A chaque modèle de société, à chaque époque correspond une certaine représentation du temps. A mon sens, le vendredi soir érigé en point de fuite de la semaine travaillée est un des symboles de la quête absolue du confort, grand thème de notre siècle. L'écoulement des jours ouvrés se fait ainsi en vue d'une certaine finalité. Et les grands pontes du développement personnel d'insister ensuite sur la nécessité de sortir du rythme métro-boulot-dodo. Le système produit ses maux et ses remèdes - quelle ironie !

Oui, ce modèle me laisse circonspect. Le temps n'est-il pas ce dont nous manquerons toujours ? Pourquoi vouloir en précipiter le passage ? Pourquoi laisser s'instaurer un partage si déséquilibré entre cinq jours à passer, et deux à apprécier ? On ne peut décemment jeter un regard seulement local sur cette question. Il faut bien entendu revenir en arrière pour comprendre cette tendance. Ce qu'il y a en fond, c'est l'acquisition progressive et difficile des jours de repos à partir de l'avènement de l'ère industrielle. Et si l'on remonte plus loin encore, la représentation du temps en fonction du cycle des jours de fête religieuse. Héritiers de ce patrimoine temporel, nous nous figurons la semaine comme un mauvais moment à passer, que le samedi et le dimanche feront oublier ; les semaines comme une attente des congés, et les années de travail comme une attente de la retraite.

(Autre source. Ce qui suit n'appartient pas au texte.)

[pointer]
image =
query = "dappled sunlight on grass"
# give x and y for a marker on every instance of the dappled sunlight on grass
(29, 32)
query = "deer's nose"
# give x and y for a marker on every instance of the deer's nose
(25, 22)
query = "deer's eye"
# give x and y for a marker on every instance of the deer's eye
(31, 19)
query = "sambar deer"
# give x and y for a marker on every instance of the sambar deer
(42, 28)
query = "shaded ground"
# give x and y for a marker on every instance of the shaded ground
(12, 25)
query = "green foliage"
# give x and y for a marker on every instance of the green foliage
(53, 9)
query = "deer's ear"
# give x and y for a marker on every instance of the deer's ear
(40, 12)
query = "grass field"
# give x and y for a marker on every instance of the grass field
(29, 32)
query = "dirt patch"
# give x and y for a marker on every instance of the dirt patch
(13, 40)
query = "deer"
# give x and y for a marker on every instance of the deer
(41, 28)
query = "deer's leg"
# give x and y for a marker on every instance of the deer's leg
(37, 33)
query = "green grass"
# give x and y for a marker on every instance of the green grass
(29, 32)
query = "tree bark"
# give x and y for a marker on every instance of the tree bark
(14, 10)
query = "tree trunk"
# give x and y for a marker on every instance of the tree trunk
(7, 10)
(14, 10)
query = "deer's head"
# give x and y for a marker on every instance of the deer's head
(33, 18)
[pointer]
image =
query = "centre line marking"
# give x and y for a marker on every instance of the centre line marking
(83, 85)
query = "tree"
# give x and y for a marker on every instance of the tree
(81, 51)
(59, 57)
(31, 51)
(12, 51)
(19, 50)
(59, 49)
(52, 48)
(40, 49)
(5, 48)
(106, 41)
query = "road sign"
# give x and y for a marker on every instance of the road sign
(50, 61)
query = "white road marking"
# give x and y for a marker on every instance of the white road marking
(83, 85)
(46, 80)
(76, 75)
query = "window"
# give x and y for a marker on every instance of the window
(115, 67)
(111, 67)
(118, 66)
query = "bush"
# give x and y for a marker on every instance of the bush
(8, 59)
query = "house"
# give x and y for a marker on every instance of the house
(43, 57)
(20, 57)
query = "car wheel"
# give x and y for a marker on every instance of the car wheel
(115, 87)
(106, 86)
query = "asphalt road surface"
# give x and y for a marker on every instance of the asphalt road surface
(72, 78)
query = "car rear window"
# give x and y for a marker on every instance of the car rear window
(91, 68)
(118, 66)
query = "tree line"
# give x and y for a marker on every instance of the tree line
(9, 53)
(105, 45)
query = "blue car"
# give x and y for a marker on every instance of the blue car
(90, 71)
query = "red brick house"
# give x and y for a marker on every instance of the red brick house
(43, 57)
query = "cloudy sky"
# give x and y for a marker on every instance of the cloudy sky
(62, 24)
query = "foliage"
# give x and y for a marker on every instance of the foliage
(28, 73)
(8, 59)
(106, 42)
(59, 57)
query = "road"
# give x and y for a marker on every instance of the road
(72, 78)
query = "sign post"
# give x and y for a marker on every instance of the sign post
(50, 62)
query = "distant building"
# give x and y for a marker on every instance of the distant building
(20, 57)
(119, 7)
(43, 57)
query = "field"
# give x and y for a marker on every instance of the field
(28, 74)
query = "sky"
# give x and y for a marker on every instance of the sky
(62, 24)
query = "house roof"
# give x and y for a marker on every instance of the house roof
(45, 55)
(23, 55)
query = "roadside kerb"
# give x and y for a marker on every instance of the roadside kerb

Evidemment, l'oisif, l'esthète, l'artiste, qu'il soient du XIXème ou du XXIème siècles, auraient beau jeu d'ironiser en se scandalisant, eux qui ne doivent pas grand-chose à grand-monde. Mais leur réaction aurait peut-être un fond de vérité, surtout pour notre époque. Il serait certes malhonnête de ne pas voir que des vies reposent sur un équilibre précaire entre l'usure et le repos. Mais au même moment, il faut reconnaître que le système capitaliste et sur-consommateur qui est le nôtre prend ce constat pour l'étirer à l'extrême et le généraliser à toutes les strates de la société. Car dans cette dernière, tout repose sur l'extension de l'idée de pénibilité ; c'est ainsi que l'on peut vendre des solutions toutes prêtes pour répondre à la fatigue constante de nos contemporains : des vacances programmées, des "escapades", des parenthèses. Autant de plaisirs mesquins et communs, contenus, enfermés, étriqués. Triomphe de la valorisation d'un ailleurs artificiel, de la destination touristique incontournable, ou plus simplement, d'un divertissement "prêt-à-l'emploi".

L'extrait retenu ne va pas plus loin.